I admire how quietly deliberate Kichi is and the balance he brings to his life. When I go to him with girlfriend problems, writing problems or any other kinds of problems, some little thing he says or notices always stays with me for days. I appreciate his steadiness, and he appreciates how emotional I am, how I’m rarely balanced or collected at all. How I’m messy and clumsy.
As we became closer friends, I started taking some of him with me, and he started taking some of me with him. He appreciates the mess of me, which is maybe how I know that he loves me. What else is there to love, anyway?
The codes men follow in love are tricky. For example, while saying a straight “I love you” is frowned upon, sometimes saying to another man “Much love” or “I got love for you” is O.K. “I love you” might even be passable if it is quickly followed by “bro” or “man.”
These are the linguistic gymnastics masculinity asks us to perform, the negotiations we make through language to keep within the acceptable bounds of manhood.
A footnote should be added to the code. Sometimes the most inconvenient or terrible circumstances can occasion an acceptable expression of love, but only at that moment, never to be spoken of again.
Two years ago, Kichi and I took semesters off from college and spent that time in Colombia, where my father is from. One day, while in the coastal town of Capurganá, I got so suddenly sick with fever and dizziness that I dropped to my knees while walking on the beach.
I was scared to be mysteriously ill in a place where I knew it could be hard to find help. Kichi searched all over town for a doctor. When he couldn’t find one, he decided his pre-med coursework would have to do, and he tended to me. He put his hand on my forehead. He whispered into my ear. He told me over and over that I was going to be O.K. — until I was.
This was perhaps our most intimate moment, brought about by my sickness and unthinkable at any other time.
This is the code, as intricate as it is far-reaching. Kichi and I do not possess the flagship qualities of masculine college boys. We aren’t in fraternities or on sports teams. We have even talked, more than once, about masculinity and the illogical things it requires of us. But still, we have lived in this world. We grew up as boys in America. We learned this code and we practice it. There’s no immunity.
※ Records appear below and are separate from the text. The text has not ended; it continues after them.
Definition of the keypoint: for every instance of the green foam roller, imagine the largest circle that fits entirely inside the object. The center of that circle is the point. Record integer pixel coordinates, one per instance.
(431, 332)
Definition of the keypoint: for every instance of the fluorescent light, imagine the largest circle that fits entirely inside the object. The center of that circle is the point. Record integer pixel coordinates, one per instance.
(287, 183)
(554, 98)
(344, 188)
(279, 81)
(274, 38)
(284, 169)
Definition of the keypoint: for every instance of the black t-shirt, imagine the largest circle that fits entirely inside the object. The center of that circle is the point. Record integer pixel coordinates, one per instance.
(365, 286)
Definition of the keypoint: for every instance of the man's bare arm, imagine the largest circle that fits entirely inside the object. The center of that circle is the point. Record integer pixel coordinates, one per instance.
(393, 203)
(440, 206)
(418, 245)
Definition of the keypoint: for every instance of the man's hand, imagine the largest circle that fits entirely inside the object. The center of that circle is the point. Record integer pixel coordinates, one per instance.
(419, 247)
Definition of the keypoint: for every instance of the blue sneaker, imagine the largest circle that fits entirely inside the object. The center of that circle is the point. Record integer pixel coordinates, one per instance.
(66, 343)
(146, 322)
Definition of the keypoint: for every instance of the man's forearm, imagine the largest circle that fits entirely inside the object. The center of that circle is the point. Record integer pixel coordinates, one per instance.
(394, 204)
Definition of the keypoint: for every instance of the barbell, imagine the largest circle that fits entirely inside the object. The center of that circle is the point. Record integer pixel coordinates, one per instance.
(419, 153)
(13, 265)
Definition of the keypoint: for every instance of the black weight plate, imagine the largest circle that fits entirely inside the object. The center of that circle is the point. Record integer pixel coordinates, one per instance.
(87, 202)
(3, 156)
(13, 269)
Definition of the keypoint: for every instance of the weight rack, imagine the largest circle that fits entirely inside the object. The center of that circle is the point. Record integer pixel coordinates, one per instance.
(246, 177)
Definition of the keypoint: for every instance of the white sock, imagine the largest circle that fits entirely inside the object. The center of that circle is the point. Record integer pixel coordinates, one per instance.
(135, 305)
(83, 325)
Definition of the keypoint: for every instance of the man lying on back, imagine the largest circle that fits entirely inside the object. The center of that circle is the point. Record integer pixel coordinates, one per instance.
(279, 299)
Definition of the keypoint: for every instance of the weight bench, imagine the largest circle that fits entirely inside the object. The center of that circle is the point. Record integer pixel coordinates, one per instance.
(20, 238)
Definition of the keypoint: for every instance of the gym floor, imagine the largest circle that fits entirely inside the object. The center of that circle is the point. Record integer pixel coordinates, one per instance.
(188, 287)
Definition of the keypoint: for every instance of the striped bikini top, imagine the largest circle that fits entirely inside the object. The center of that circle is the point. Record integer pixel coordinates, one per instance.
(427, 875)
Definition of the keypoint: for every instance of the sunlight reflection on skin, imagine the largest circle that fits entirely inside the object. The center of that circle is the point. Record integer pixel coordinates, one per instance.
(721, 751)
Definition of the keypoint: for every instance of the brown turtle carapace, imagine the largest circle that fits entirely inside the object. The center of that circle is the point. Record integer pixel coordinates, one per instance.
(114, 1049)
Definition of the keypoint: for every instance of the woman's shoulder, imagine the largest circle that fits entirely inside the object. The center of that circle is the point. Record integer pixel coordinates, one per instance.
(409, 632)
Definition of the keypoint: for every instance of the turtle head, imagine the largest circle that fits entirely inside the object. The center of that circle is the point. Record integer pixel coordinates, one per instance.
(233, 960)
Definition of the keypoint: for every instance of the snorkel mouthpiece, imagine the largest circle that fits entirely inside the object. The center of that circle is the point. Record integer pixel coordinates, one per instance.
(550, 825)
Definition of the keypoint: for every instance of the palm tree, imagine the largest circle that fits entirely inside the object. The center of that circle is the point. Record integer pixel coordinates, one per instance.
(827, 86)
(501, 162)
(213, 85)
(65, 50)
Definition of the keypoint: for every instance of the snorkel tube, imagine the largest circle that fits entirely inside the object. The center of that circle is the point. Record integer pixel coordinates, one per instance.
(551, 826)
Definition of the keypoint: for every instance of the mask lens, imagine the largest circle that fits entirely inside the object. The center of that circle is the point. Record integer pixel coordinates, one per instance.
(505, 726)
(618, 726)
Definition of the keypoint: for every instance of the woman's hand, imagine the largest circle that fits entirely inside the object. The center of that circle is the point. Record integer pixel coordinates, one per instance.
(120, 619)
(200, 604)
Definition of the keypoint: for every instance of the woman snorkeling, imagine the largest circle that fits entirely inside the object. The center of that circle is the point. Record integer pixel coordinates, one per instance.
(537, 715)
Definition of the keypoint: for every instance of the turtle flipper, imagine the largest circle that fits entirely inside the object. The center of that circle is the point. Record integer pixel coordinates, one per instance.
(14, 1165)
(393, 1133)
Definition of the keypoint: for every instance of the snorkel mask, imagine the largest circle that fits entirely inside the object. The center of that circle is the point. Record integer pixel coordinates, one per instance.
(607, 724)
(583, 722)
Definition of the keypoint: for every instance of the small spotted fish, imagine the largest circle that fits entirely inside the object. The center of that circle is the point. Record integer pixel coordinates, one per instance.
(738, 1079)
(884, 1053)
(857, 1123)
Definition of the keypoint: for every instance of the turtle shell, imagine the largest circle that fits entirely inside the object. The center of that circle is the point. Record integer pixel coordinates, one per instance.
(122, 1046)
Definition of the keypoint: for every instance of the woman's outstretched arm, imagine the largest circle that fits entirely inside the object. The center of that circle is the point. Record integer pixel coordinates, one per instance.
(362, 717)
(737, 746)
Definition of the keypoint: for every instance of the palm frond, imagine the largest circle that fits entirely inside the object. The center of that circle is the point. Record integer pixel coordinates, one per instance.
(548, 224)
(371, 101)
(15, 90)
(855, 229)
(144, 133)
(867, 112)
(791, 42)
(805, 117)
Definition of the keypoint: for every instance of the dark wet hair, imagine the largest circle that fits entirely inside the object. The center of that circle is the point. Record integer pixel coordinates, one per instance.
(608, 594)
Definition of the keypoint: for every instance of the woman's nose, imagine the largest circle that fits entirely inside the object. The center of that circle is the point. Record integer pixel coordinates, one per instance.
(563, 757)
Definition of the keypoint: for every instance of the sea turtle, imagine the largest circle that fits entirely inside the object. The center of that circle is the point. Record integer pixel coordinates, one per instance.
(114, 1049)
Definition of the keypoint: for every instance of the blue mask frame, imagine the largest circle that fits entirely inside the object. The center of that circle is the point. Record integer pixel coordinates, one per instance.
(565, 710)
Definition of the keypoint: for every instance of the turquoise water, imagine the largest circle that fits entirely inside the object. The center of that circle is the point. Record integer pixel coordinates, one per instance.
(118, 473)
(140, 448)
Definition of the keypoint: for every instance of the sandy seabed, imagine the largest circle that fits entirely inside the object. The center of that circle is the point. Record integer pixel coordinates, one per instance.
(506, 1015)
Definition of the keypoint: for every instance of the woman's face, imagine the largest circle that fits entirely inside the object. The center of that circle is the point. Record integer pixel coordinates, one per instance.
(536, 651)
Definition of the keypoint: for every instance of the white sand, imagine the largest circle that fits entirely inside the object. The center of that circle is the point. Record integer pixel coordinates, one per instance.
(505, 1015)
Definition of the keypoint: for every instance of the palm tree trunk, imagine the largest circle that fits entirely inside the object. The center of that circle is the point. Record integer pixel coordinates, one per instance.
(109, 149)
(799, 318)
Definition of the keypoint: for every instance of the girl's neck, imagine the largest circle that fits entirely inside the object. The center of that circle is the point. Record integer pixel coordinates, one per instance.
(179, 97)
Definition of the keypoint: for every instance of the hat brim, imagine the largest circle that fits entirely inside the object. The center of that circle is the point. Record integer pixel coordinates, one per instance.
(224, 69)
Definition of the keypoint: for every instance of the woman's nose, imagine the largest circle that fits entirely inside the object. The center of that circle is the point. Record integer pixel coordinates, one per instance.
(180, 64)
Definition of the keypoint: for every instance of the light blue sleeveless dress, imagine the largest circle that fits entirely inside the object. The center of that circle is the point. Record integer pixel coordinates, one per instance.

There’s a part of this story I haven’t admitted yet: Each time I say, “I love you” to Kichi, it feels uncomfortable. I feel the weirdness of it in myself. The lesson is burrowed in that deep. I hesitate, flinch. But in my conscious mind, I know it’s what I want to say, so I try to say it.
I want to say “I love you” to Kichi and mean just that. I don’t want there to be any desire or questioning or expectation lurking inside my words. I want to love in a way that surpasses the need for affirmation, for return. This is what I have come to know as the purest kind of love: expecting nothing back.
I remain hopeful. It’s not that I need to hear those words. I’m just ready to be free from all the forces, voices and gestures that keep us from saying them. Still, I can’t help but wish that one day Kichi will forgo all the masculine clatter, look me in the eyes and simply say “I love you, too.”
Ricardo F. Jaramillo, a finalist in the Modern Love college essay contest, graduates from Brown University this month. He is from Philadelphia.